Hepimizi ezim ezim ezer mahiyette mütehakkim bir kuşatıcılık arz eden dev posterler olarak, dikine dikine de yükselen, enine yayım yayım da yayılan binalardan ve henüz “karkas” vaziyetteki çirkin inşaatlardan sarkıtılmış halde de görüyoruz.

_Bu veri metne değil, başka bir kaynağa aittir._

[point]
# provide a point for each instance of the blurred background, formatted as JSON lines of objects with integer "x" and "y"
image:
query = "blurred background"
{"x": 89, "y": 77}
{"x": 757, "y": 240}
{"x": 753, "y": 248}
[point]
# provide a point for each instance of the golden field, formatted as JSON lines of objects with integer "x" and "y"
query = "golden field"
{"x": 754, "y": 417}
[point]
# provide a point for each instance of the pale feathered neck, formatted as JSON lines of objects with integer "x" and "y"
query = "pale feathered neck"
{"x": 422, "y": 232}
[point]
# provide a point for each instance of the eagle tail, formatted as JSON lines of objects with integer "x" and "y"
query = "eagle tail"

Sağımıza döndüğümüzde, solumuza döndüğümüzde, rampada kafamızı kaldırdığımızda, yokuş aşağı inişte, evden işe, işten alışverişe, alışverişten çay bahçesine, her yerde mebzul miktarda karşımızda onlar.
***
“Post-İslamist inşaat kapitalizmi”nin iktidarını temsil eden bu iki sembolik adam resminden biri, gevrek mi gevrek bir yakışıklılık içinde gülümseyen çehreyle her daim el sallıyor bize. “Vatan için, millet için, memleket için tabii ki Evet, Evet, Evet” ibareleri eşliğinde…

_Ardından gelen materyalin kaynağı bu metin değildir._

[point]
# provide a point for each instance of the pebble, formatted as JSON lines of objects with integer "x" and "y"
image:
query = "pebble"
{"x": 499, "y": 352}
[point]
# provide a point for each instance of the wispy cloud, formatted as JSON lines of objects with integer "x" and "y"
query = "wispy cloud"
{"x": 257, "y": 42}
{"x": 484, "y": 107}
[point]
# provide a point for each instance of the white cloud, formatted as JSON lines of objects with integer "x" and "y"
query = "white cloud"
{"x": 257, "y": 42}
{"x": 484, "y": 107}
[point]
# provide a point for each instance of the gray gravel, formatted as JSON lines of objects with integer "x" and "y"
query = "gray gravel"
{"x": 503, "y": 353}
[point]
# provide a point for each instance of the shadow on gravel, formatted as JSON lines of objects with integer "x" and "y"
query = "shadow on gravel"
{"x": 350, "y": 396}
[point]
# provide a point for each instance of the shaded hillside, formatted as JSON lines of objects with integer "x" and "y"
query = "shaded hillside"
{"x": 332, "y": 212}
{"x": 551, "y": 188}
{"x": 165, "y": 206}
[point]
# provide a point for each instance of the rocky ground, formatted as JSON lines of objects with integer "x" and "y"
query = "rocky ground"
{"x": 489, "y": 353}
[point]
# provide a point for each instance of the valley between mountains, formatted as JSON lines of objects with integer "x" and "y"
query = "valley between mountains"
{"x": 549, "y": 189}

Hepimiz “Evet” murat eden o el sallamanın aslında “”Evet” vasıl olduğunda “Hoşça kalın, bana elveda!” anlamını içkin olduğunu da bilerek bakıyoruz ona!.. Yüzümüzde acı bir gülümsemeyle…

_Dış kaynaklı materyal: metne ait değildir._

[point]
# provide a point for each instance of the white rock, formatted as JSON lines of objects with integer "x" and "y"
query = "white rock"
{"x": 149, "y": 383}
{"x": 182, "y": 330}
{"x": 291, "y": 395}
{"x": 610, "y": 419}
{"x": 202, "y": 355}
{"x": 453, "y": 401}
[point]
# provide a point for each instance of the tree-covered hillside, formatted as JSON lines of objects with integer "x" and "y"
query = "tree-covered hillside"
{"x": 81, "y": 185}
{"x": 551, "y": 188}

Diğer posterdeki adamın görüntüsü ise çok daha ciddi, heybetli mi heybetli, haşmetli mi haşmetli, pederşahi mi pederşahi ve ürpertici mi ürpertici…
Ona nerdeyse hazır ol vaziyette bakıyoruz her karşımıza çıktığında.
İnsanlık tarihi boyunca rastlanmıştır buna benzer görüntülere de herhalde en karakteristik çağrışım, Orwell’in “1984” romanındaki “Big Brother” ile kurulabilir.
Romanın akışı içinde her caddede, her sokakta, her evde duvarları süsleyen resimleri ile herkesi kollayan, esirgeyen, gözeten “Büyük Birader”le…
***
Bir de küçük, örgülü saçlı, sevimli mi sevimli, ama aynı ölçüde de kırılgan mı kırılgan bir kız çocuğu posteri var.
Onu dev binaların, göz göz inşaat iskeletlerinin tepesinden aşağı sarkar halde bulamazsınız. Mebzul miktarda ortalığa saçılmış olarak da göremezsiniz.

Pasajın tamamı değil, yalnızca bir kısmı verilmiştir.